Job Application Work Time (15 min)

Say: Look at the different classroom jobs we have available. You’ll see descriptions of each job, its hourly wage, associated bills, and classroom tasks that need to be completed on a daily basis. Take a few minutes to look at each job, and then choose which one you would like to apply for. Then complete your application. 

Pass out or distribute job application forms.

Resume and Application Submission (10-15 min)

Say: Turn in your job application. Then log into Stash101.com and click on Jobs > Job Board. Submit your resume for the top two jobs you would like.

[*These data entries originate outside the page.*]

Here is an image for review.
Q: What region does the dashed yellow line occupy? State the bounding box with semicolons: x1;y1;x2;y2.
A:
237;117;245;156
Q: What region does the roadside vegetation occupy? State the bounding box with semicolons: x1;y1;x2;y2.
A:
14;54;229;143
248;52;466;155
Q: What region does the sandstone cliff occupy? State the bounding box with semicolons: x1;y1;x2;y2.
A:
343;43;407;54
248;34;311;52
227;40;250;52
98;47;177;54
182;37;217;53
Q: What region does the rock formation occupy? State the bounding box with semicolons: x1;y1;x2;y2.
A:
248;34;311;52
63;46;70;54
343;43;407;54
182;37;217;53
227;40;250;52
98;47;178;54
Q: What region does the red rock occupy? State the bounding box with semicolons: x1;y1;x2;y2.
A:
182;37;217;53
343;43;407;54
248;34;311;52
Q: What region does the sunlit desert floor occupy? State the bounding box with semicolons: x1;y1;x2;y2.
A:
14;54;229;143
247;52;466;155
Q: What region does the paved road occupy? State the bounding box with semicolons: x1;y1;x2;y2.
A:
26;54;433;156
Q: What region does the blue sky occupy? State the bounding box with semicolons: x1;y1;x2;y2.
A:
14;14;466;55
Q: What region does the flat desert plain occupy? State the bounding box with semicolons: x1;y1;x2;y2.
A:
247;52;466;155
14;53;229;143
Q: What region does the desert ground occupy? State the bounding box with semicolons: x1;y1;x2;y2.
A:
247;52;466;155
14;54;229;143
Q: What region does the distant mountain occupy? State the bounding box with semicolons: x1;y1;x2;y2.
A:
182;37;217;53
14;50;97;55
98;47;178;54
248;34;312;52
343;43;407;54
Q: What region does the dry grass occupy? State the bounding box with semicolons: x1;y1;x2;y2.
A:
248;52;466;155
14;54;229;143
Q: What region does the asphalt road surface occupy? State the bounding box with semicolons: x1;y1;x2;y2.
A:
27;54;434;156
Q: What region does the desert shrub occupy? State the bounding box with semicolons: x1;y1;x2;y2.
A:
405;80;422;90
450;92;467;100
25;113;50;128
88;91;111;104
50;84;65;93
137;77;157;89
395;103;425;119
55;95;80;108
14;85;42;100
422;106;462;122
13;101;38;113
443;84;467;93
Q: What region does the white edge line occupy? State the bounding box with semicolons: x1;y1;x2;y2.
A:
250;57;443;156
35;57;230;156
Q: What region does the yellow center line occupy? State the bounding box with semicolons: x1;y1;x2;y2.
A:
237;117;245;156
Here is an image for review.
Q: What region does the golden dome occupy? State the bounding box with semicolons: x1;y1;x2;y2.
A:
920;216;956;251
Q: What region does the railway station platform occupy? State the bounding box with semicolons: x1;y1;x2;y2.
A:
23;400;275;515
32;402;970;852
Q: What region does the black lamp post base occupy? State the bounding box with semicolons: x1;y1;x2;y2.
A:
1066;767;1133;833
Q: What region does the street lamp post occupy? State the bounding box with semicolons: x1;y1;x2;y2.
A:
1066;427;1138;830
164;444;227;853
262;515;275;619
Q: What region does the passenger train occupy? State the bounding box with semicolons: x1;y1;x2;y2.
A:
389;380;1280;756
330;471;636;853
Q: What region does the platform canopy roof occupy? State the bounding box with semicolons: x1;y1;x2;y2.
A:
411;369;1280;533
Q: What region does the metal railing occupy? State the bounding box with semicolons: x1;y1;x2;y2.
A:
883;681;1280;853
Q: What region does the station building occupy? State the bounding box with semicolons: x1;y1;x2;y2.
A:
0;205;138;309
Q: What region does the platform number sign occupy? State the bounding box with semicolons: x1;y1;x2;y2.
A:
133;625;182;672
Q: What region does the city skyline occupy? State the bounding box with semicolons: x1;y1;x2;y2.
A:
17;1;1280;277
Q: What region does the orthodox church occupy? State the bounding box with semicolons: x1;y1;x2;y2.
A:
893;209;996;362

If I don’t receive your application and resume, you will be unemployed!

Teacher Timesaver Tip: 

It can be time-consuming to organize and assign jobs for multiple class periods without using the digital form, so I encourage teachers running multiple class economies to consider this option.

    1. If utilizing the digital copy of the job application (after making a copy), post the job app on your LMS for student access. Assign a due date for all job applications.
    2. Go to the form under “responses” and click the google sheet icon.
    3. To populate the spreadsheet and separate by class period, click the down arrow of the class period column and then click “group column”.

    4. When students are organized by class period, tackle the job assignments one class period at a time, with the goal of giving students their first job choice when possible. I use “Command+F” to search for a specific job position, so it highlights all students interested in “receptionist,” for example. Begin assigning jobs by highlighting the name of the student and their assigned job.
    5. Sometimes I am able to assign multiple students to a job position depending on the job requirements, while other times it can be challenging to give every student their #1 choice (which is why there’s room for 2nd and 3rd options). Another option is requiring a letter of recommendation for some job titles to prevent all students from applying to the highest paying job without considering the job responsibilities.
    6. I go through the highlighted names and jobs, inputting the assignments into one Google doc organized by job position. I use this master document throughout the semester to refer to who does what. This step also helps to announce to the students their job assignments. I have job-specific email templates I send out to each student that include a congratulations message and more specifics on their job responsibilities.